All of their stories really made me think about how much we can express about ourselves through our hair. It can give away how much of a perfectionist we are, what kind of diet we have, how feminine or masculine we feel, and so so much more.

I started thinking about my own hair story and what I would have written if I had the chance to participate in the book. Here is what I came up with…


My hair is unique to me for several reasons. Probably the most prominent reason is how it is representative of my having albinism. It is the first thing people notice when they see me and by far my most commented-on feature. Because of the Albinism, my hair has no pigment or melanin. These are the things in our skin and hair that typically cause color. So because I don’t have them, my hair is effectively “translucent” or “white”.

I remember when I was in seventh grade and the teacher had instructed us to put one of our hairs under the microscope. Everyone else’s looked cool and hair-like but mine looked like a giant half cooked spaghetti noodle. It was almost see through. This, of course, added to my pre-existing feelings of being different and weird. I always wanted to blend in and look like everyone else did. I was told that I wouldn’t be able to dye my hair because dye needs pigment to latch on to. So, I spent the rest of my school years standing out.

Here is a picture of my hair in its natural and un-dyed state.



Once I was in college, I came across a hair dresser that told me I COULD in fact dye my hair. She said that all she had to do was “fill” it first. She said that it meat she would be putting pigment into my hair for the dye to latch on to or something. I was too excited to listen. Finally! I could stop looking like a human glow stick. Thus, the dying commenced. It was an interesting first experiment. The poor girl dying my hair did her best but she assumed she needed to leave the dye in long to make up for the pigment thing . . . she was wrong. Because she had done the dying job to look like lowlights, the almost black stripes contrasted with my naturally white hair made me look like a zebra. I was too excited that the dye had worked to care what I actually looked like. Unfortunately for you all,  I do not have pictorial evidence of this one but I’m sure you can imagine it.

That was just the beginning of my adventures in hair dye.

Once I got the hang of the timing of the dying process, I began my journey through each hair color group.  I have been blonde, strawberry blonde, red, auburn, brown with blonde highlights, green (not intentional), and purple (also unintentional).

Here are some of the pictures of my various hair states throughout the years.


 blonde with light blonde highlights




 mystery blonde

in regards to the green, I trusted my long and luscious mane to a new and very inexperienced hair dresser at a Hair Cuttery. I’m still not entirely sure what she did wrong but it most definitely left my hair blonde with a greenish tint. I looked like a mermaid or someone who dipped her head in a vat of chlorine. Of course this had to happen the week my now husband proposed to me. So now, when I look at the pictures of the day I got engaged, I have a nice little reminder of that week I spent with green hair.

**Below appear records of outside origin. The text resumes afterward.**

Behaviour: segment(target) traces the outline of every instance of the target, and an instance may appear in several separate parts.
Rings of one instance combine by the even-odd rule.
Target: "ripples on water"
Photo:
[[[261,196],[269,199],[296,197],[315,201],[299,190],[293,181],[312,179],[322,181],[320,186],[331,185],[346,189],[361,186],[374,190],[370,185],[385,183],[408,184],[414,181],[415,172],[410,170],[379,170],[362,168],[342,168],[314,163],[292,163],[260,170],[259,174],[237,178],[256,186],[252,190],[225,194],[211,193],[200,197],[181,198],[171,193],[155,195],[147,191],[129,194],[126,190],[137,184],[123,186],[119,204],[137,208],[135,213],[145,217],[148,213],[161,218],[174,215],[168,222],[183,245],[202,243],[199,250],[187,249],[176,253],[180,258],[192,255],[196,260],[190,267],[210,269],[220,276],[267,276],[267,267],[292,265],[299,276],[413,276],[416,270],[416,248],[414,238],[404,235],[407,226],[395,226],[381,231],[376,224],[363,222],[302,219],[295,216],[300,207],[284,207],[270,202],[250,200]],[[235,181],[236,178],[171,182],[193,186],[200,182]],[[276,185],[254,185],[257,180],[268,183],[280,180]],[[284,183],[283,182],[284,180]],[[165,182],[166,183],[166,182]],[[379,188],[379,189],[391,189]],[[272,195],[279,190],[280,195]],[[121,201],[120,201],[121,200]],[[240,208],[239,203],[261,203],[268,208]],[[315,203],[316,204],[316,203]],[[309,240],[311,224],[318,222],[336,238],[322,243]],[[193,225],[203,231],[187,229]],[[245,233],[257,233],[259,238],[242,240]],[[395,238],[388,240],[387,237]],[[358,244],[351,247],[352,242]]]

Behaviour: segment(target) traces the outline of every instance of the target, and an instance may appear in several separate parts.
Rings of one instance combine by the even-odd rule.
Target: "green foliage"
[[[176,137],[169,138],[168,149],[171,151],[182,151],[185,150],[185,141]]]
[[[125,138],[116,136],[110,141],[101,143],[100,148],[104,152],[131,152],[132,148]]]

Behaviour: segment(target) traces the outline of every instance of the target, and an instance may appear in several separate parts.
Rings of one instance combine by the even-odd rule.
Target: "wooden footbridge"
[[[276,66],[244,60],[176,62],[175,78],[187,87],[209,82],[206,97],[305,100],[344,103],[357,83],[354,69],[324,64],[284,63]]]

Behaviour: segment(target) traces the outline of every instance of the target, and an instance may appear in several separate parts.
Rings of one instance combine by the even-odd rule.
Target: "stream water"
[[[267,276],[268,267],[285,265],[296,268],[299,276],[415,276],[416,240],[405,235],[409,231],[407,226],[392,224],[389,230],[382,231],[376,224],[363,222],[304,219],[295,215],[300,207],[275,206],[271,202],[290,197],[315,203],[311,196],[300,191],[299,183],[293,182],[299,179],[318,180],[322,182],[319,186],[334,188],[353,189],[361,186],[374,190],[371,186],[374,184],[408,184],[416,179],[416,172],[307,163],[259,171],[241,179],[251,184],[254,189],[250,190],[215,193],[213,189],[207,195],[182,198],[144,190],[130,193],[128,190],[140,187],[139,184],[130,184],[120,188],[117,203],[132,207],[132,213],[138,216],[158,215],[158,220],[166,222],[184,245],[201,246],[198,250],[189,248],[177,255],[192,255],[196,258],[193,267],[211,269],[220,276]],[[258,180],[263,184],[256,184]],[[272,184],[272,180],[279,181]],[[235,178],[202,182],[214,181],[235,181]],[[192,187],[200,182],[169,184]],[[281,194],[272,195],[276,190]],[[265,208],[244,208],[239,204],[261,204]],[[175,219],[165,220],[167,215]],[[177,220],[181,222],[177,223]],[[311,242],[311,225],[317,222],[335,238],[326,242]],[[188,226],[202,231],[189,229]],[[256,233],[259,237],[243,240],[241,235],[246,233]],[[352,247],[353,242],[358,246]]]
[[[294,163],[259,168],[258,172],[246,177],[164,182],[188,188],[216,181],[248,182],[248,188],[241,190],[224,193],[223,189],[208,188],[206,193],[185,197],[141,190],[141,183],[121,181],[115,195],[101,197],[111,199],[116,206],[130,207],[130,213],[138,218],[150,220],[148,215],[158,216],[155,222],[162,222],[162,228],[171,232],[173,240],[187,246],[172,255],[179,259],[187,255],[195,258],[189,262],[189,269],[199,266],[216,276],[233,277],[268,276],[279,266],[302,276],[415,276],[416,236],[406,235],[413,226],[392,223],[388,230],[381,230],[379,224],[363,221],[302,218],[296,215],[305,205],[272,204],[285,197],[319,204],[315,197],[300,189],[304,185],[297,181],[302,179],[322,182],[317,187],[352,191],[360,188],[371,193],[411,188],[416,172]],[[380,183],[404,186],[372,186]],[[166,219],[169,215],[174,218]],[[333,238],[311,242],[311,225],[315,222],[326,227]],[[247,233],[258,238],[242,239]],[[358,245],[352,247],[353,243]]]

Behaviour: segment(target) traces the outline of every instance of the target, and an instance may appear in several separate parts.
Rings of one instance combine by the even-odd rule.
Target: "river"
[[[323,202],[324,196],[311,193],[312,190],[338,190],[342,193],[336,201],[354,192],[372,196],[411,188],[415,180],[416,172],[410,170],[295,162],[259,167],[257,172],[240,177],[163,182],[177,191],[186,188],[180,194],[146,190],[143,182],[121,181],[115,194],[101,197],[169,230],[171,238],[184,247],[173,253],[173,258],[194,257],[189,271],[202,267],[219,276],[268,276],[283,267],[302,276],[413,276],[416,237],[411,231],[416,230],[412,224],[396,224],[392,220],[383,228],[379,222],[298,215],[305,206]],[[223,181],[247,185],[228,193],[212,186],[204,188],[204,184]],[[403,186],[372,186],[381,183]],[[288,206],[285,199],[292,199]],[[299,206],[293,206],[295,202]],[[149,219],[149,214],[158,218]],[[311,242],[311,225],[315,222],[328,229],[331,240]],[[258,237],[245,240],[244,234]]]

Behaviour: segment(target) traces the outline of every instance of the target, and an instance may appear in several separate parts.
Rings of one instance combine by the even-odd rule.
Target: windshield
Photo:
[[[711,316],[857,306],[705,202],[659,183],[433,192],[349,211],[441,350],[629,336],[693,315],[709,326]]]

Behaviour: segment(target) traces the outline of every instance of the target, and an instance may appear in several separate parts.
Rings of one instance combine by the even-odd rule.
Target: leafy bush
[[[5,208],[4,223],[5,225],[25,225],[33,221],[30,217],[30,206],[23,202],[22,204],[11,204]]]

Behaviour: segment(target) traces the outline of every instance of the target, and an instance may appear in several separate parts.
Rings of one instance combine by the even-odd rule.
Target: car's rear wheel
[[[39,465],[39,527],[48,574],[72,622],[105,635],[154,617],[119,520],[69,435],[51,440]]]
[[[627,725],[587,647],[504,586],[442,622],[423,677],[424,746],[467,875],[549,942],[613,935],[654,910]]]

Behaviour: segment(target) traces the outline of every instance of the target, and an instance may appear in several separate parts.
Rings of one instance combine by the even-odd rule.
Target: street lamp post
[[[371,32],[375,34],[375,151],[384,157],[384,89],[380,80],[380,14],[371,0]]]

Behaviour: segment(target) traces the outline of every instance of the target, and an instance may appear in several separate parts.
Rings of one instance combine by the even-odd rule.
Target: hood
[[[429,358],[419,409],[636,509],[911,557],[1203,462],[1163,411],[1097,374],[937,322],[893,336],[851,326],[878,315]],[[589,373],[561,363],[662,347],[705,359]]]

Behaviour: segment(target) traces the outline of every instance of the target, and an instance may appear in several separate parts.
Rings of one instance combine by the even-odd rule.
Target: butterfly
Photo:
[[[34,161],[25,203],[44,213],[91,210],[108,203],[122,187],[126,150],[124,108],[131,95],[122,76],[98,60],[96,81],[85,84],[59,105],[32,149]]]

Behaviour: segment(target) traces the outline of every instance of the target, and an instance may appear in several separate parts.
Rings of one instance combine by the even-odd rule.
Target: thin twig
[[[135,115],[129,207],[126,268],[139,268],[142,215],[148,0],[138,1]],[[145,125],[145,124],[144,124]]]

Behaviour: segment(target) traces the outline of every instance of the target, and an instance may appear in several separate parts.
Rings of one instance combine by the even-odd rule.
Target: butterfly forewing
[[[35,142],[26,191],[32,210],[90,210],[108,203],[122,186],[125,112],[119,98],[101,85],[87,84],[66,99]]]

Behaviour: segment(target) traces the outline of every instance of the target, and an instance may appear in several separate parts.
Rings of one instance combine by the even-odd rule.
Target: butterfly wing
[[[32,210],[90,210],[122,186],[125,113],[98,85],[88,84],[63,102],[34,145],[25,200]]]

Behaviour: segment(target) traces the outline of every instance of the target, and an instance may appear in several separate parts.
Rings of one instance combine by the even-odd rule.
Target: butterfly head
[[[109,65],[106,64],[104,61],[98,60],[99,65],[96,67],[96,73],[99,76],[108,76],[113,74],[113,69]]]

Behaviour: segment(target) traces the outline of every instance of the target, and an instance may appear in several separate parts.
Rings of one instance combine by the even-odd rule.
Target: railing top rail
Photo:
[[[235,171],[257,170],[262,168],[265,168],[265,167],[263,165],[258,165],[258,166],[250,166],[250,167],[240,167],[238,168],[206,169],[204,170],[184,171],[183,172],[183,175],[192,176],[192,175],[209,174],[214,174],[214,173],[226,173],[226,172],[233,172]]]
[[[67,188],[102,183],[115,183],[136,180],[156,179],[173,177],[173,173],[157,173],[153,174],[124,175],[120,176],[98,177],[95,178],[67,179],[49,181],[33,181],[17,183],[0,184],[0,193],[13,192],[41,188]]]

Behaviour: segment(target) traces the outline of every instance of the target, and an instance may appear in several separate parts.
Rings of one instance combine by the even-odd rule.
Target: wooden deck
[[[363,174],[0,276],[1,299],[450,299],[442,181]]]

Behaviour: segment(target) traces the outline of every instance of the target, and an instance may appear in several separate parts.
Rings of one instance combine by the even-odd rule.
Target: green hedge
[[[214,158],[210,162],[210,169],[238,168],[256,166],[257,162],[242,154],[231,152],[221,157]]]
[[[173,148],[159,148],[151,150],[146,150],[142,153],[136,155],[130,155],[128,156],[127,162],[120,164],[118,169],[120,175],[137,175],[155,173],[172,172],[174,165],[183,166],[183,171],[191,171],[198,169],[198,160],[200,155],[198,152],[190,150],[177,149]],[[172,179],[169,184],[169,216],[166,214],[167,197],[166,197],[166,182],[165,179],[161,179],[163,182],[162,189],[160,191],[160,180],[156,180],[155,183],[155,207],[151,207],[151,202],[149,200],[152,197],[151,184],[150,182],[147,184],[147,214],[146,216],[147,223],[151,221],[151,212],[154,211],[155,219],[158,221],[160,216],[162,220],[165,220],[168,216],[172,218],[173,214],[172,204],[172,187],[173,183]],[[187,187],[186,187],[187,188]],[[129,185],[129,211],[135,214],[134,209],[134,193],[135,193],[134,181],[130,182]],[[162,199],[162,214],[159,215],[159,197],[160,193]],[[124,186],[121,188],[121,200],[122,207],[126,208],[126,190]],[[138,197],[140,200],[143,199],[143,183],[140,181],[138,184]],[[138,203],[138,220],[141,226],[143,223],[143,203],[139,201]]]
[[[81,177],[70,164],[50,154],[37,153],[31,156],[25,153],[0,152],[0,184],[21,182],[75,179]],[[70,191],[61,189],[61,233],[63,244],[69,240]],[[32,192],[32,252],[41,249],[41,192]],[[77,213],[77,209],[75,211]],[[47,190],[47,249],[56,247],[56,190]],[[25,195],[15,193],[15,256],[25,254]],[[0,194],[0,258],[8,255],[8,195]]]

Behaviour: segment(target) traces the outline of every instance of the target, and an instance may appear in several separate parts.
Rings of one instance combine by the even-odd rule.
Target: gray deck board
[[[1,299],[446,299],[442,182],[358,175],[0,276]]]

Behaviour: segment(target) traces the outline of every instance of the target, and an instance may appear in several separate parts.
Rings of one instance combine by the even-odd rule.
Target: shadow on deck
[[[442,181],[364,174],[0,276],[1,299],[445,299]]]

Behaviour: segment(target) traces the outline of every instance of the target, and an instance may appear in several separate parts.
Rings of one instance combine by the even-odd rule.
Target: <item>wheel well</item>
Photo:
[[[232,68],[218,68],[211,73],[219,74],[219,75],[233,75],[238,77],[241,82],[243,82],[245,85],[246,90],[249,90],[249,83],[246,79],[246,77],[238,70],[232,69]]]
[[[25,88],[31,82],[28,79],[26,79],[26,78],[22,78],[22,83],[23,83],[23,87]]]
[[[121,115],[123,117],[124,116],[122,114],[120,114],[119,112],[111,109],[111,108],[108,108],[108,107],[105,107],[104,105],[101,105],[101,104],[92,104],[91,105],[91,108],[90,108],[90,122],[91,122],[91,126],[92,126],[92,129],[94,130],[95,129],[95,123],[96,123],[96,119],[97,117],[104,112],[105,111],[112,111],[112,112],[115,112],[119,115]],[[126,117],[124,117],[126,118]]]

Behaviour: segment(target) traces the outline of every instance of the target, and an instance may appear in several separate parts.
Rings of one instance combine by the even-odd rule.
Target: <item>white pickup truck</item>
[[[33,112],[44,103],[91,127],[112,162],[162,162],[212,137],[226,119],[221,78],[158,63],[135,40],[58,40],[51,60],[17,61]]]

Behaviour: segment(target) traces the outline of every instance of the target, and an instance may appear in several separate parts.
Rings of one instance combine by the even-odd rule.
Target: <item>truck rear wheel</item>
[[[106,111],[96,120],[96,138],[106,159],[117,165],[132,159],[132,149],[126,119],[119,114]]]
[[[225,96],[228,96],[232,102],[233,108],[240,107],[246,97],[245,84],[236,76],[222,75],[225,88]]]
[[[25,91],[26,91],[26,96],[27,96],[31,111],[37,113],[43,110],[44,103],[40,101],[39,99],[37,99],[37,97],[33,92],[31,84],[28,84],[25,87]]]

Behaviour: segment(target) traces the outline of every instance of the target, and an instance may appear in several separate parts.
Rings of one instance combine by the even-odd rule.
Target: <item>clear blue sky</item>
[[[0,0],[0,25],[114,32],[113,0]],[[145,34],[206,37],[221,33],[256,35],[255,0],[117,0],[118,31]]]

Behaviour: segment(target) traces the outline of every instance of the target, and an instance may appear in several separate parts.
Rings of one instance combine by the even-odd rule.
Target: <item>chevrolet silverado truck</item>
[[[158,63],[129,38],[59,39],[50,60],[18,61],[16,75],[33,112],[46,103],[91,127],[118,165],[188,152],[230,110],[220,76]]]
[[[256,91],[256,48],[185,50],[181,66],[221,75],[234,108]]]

The purple happened when I discovered purple shampoo for the first time and left it on about 10 minutes longer than I should have.

My journey with my hair has been an interesting one. My hair has been with me through all of the hard times in school, feeling like I was out of place. It has been with me through birthdays, graduations, and weddings. It even got a nasty chop after my first big breakup. It is so much a part of my identity. I have changed it with my moods and the phases of my life.

I have finally reached a point in my life where I am proud of my colorless hair. It is part of what makes me who I am and it is unique. This doesn’t mean I won’t dye it again but it is my hair and I am proud of it.